Escape room - education games, Serbia: Winner of Innovative Teaching and Learning Award 2022

 

The Great Escape: Making Learning Fun

Serbian Katarina Veljkovic has used her life-long enthusiasm for playing both real world and virtual games to make her programming classes come alive for her students.

“I have loved computers from the age of eight when a friend’s father bought him one, and we played games on it and then wrote our own,” she says. “The Internet at that time was not good enough to play against other people but as soon as it was, I played Age of Mythology; exploring mysterious new worlds and trying to be the best.”

Veljkovic’s passion grew at the University of Kragujevac where she studied Computer Science and Maths, and continued at the Vocational education and training [VET] centre and First Grammar school in Kragujevac, Serbia, where she increasingly exploited games’ potential to make her classes for 15-19 year old’s fun. “Students love to be someone else, and they can do this through the characters they create in virtual worlds,” she says. “Those with low self-esteem can play a role as a scientist, try out a first job interview, or take the part of a character from literature, and become more confident in the process. However, afterwards I always bring them back to the real world by asking them how they were feeling while playing the game.”

Escape Rooms

Veljkovic highlights the fact that most students are able to use technology in ways that seem incomprehensible to most adults, and can adapt much more rapidly to the use of modern technology in the classroom. “In order to ensure that technology is being used effectively, however, teachers need to use a variety of tools for different activities,” she argues. “This is the best way to enable students to understand concepts and phenomena in both science and society.”

One of the tools Veljkovic has found particularly effective is the use of Escape rooms in the virtual world of Minecraft. “I encourage students to express their creativity and develop critical thinking and digital literacy in a variety of ‘real world’ scenarios in which they have to solve set puzzles and tasks,” she explains.

One of the tasks, for example, which is of great importance for children, is to learn how to stay safe in a digital world. In a Minecraft Escape room especially designed for this activity, a student explores a space and learns how to distinguish desirable from undesirable behaviour, and how to react correctly when you encounter inappropriate content or unknown people online.

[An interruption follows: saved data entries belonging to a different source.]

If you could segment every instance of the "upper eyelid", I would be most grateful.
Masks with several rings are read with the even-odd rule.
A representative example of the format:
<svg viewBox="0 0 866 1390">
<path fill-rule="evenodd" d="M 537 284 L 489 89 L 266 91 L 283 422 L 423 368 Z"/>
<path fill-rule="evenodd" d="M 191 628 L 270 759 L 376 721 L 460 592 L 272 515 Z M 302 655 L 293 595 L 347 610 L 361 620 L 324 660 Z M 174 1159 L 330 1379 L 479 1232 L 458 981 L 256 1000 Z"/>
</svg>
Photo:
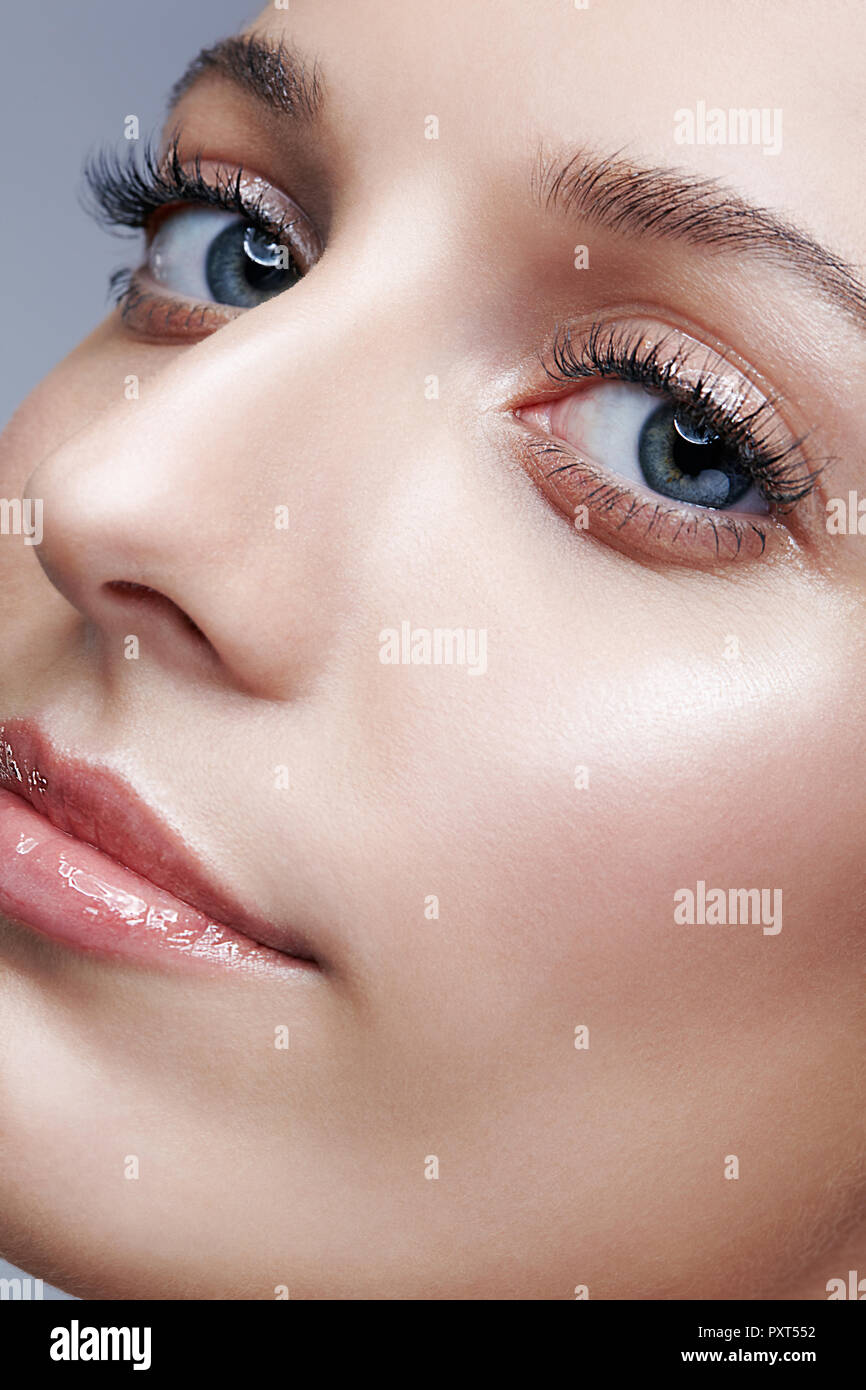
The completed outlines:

In another example, relating to rights over images, a student meets a friend at a local bazaar who has created incredible illustrations of future worlds. The student uses their phone to capture the image and then prints them on t-shirts and phone cases and sells them on the Internet. “This allows us to clarify the law and debate about when this behaviour may or may not be okay,” says Veljkovic. “Checking students' knowledge in this way frees them from the ‘nervousness’ of conventional tests because they are fully engaged, and approach it as they would a game”.

In another scenario students must check the reliability of information on a webpage.

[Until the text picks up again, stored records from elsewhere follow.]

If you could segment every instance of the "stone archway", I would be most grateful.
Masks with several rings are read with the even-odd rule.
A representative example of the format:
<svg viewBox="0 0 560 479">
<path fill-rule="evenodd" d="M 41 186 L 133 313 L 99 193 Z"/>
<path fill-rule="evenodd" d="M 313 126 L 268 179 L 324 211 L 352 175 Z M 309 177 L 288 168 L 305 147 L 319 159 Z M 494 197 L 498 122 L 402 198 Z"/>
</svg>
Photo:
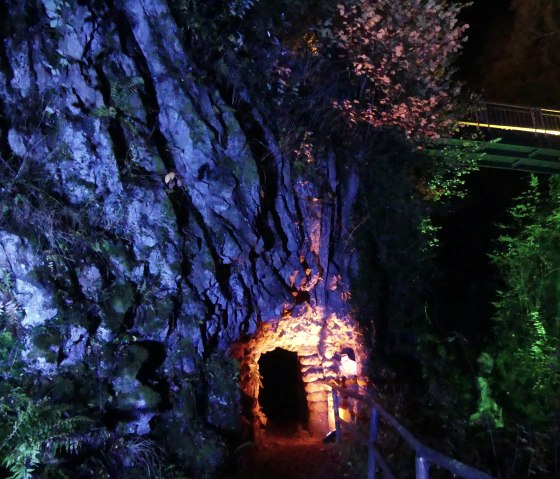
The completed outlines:
<svg viewBox="0 0 560 479">
<path fill-rule="evenodd" d="M 267 424 L 266 414 L 259 402 L 262 387 L 259 359 L 276 348 L 297 354 L 309 408 L 309 431 L 325 434 L 334 427 L 328 382 L 341 376 L 343 350 L 353 351 L 357 376 L 363 376 L 367 354 L 356 321 L 350 316 L 325 314 L 321 308 L 309 307 L 297 317 L 288 316 L 261 323 L 248 341 L 232 347 L 232 355 L 241 364 L 241 389 L 251 401 L 256 434 Z"/>
</svg>

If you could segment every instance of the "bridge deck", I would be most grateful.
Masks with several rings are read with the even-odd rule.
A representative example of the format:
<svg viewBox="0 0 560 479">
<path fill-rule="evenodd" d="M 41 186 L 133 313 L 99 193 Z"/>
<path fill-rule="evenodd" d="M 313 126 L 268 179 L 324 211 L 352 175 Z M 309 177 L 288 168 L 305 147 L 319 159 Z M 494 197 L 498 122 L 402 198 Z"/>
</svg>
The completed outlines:
<svg viewBox="0 0 560 479">
<path fill-rule="evenodd" d="M 451 147 L 474 159 L 481 167 L 560 173 L 560 110 L 485 103 L 459 124 L 476 127 L 479 131 L 502 130 L 504 142 L 442 139 L 434 142 L 428 153 L 444 156 L 444 149 Z"/>
<path fill-rule="evenodd" d="M 428 149 L 429 154 L 443 156 L 445 147 L 461 150 L 481 167 L 502 168 L 531 173 L 559 174 L 560 150 L 504 143 L 442 139 Z"/>
</svg>

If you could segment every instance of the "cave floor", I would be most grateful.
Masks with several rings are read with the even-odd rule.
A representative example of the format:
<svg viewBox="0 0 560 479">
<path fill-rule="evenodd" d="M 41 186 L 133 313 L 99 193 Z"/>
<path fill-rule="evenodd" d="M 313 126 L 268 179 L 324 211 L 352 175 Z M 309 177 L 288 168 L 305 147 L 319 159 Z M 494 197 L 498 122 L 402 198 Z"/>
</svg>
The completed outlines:
<svg viewBox="0 0 560 479">
<path fill-rule="evenodd" d="M 245 454 L 238 479 L 356 479 L 348 451 L 323 444 L 321 437 L 299 431 L 288 436 L 266 433 L 262 444 Z"/>
</svg>

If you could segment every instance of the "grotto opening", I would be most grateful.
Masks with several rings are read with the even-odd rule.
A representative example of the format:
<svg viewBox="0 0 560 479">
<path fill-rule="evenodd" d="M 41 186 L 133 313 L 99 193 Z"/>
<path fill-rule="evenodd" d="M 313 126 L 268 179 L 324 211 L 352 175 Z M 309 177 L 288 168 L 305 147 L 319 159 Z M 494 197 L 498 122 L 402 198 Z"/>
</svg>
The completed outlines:
<svg viewBox="0 0 560 479">
<path fill-rule="evenodd" d="M 278 350 L 282 352 L 275 353 Z M 308 306 L 295 316 L 288 315 L 260 323 L 253 335 L 234 344 L 230 353 L 240 362 L 244 415 L 257 439 L 267 430 L 269 421 L 272 428 L 282 420 L 285 423 L 291 421 L 292 427 L 294 422 L 296 427 L 298 423 L 307 425 L 313 435 L 324 435 L 332 430 L 334 409 L 329 384 L 348 375 L 344 365 L 345 357 L 351 356 L 350 361 L 355 359 L 351 374 L 355 376 L 356 391 L 365 392 L 367 352 L 362 333 L 349 315 L 337 315 L 320 307 Z M 280 361 L 281 364 L 271 366 L 270 362 L 273 361 Z M 294 372 L 294 368 L 298 371 Z M 271 404 L 267 397 L 269 393 L 265 392 L 267 386 L 274 391 L 276 385 L 271 384 L 281 380 L 271 379 L 271 374 L 301 375 L 305 395 L 303 392 L 298 393 L 297 389 L 293 392 L 292 389 L 291 399 L 276 398 L 275 401 L 279 404 Z M 297 377 L 295 381 L 297 383 Z M 289 390 L 285 388 L 278 395 L 287 396 L 287 392 Z M 297 399 L 298 394 L 302 395 L 301 402 Z M 283 406 L 282 402 L 287 404 Z M 294 409 L 289 413 L 282 409 L 290 407 L 288 404 Z M 339 412 L 347 417 L 344 411 Z"/>
<path fill-rule="evenodd" d="M 276 348 L 261 356 L 259 370 L 259 397 L 268 418 L 267 430 L 289 434 L 298 427 L 307 429 L 309 410 L 297 354 Z"/>
</svg>

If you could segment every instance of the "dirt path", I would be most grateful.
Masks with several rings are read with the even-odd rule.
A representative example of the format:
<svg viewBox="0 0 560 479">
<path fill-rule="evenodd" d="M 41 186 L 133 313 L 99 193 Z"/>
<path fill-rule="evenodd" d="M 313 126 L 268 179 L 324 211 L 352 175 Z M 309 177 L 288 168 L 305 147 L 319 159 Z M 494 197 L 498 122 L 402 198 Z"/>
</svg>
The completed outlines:
<svg viewBox="0 0 560 479">
<path fill-rule="evenodd" d="M 299 433 L 293 437 L 268 434 L 249 451 L 238 479 L 356 479 L 344 464 L 336 444 Z"/>
</svg>

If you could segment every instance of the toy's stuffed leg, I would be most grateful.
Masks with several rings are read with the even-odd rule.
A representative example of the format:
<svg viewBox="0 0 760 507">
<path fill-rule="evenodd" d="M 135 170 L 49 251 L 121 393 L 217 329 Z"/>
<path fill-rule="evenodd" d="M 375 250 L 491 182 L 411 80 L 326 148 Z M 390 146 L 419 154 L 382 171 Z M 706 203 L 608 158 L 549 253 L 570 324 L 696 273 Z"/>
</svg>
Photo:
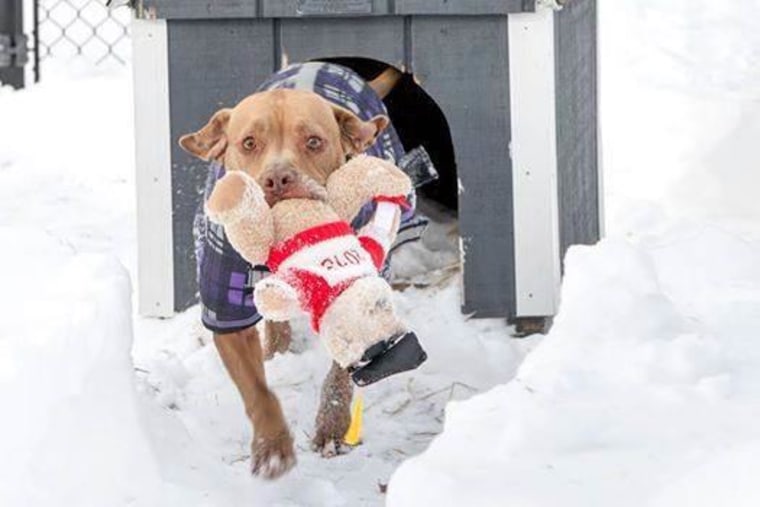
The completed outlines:
<svg viewBox="0 0 760 507">
<path fill-rule="evenodd" d="M 325 312 L 320 336 L 358 385 L 412 370 L 427 355 L 396 316 L 391 288 L 379 277 L 356 280 Z"/>
</svg>

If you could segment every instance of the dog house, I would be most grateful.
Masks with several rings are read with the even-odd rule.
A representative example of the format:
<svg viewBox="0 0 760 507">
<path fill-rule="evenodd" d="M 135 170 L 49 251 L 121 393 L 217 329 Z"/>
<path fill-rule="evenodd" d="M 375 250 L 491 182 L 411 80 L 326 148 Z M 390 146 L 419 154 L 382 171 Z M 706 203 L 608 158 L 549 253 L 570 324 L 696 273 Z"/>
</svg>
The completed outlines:
<svg viewBox="0 0 760 507">
<path fill-rule="evenodd" d="M 595 0 L 558 11 L 534 0 L 142 0 L 137 18 L 143 314 L 196 301 L 191 231 L 207 168 L 177 139 L 287 62 L 390 65 L 434 104 L 437 116 L 416 116 L 414 101 L 389 109 L 407 117 L 405 145 L 438 140 L 427 147 L 444 166 L 441 200 L 458 196 L 463 312 L 553 315 L 563 254 L 600 237 Z"/>
</svg>

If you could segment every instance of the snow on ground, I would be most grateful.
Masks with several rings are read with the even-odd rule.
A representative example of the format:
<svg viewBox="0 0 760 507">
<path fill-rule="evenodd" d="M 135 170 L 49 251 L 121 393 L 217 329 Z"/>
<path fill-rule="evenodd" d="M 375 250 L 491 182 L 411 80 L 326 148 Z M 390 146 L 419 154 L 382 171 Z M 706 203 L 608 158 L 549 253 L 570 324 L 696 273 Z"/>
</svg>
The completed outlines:
<svg viewBox="0 0 760 507">
<path fill-rule="evenodd" d="M 389 505 L 757 505 L 760 243 L 666 238 L 571 250 L 551 333 L 512 382 L 449 405 Z"/>
<path fill-rule="evenodd" d="M 128 69 L 0 89 L 0 505 L 353 507 L 391 477 L 391 506 L 757 505 L 760 6 L 601 4 L 609 238 L 568 254 L 550 335 L 466 321 L 447 269 L 407 289 L 430 359 L 367 390 L 364 445 L 324 460 L 301 323 L 267 365 L 299 460 L 274 483 L 197 309 L 130 308 Z M 443 268 L 453 232 L 428 239 Z"/>
<path fill-rule="evenodd" d="M 53 62 L 45 75 L 0 89 L 0 505 L 378 505 L 446 403 L 509 380 L 537 342 L 460 315 L 455 226 L 438 225 L 427 259 L 442 281 L 398 297 L 428 362 L 367 389 L 364 445 L 325 460 L 308 443 L 329 362 L 300 323 L 298 352 L 267 365 L 299 464 L 275 483 L 251 478 L 249 425 L 197 308 L 170 320 L 130 308 L 129 69 Z M 399 256 L 405 277 L 431 267 L 420 252 Z"/>
<path fill-rule="evenodd" d="M 601 3 L 608 239 L 388 505 L 760 504 L 756 2 Z"/>
</svg>

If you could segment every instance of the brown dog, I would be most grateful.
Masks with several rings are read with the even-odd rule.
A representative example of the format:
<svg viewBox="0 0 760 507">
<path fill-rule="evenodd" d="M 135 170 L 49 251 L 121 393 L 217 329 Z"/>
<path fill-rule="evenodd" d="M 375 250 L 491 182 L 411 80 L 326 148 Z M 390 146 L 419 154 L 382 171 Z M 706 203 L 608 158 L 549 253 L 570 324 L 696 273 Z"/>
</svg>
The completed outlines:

“The idea is to teach students how to approach information on the Internet critically. They need to check the source, who is the author, and what references they have. And they must respond to these types of questions to go a step further in the game.”

In total, Veljkovic has developed seven scenarios from scratch with her more skilled students, and shared them with students in other schools. Around half-a-dozen primary schools in Kragujevac are now using Veljkovic’s innovative Minecraft scenarios, as well as many others throughout the country.

“In Serbia there are free accounts and materials for teaching purposes, but it is true that until now they have not really been used for learning in our language,” she says.

“In November I will seek formal feedback from these schools, but I know anecdotally they are very pleased with the material because pupils love it,” she says. “I would like to address all topics in the same way.” 

Updating

In order to achieve this goal Veljkovic says she is learning all the time, because computer sciences are rapidly changing and she needs to keep ahead of her students. Specifically, she pays to do one-year or month-long courses at American or Serbian universities: “Oracle is the best place to learn about computer science,” she says.

“But the extra time and effort is worth it,” she concludes. “I recall one student who came to my class and didn’t understand a thing. He lacked motivation and would regularly skip classes. Now he is an engineer and working in a factory as a programmer. I know this is the right job for me; I really love teaching.”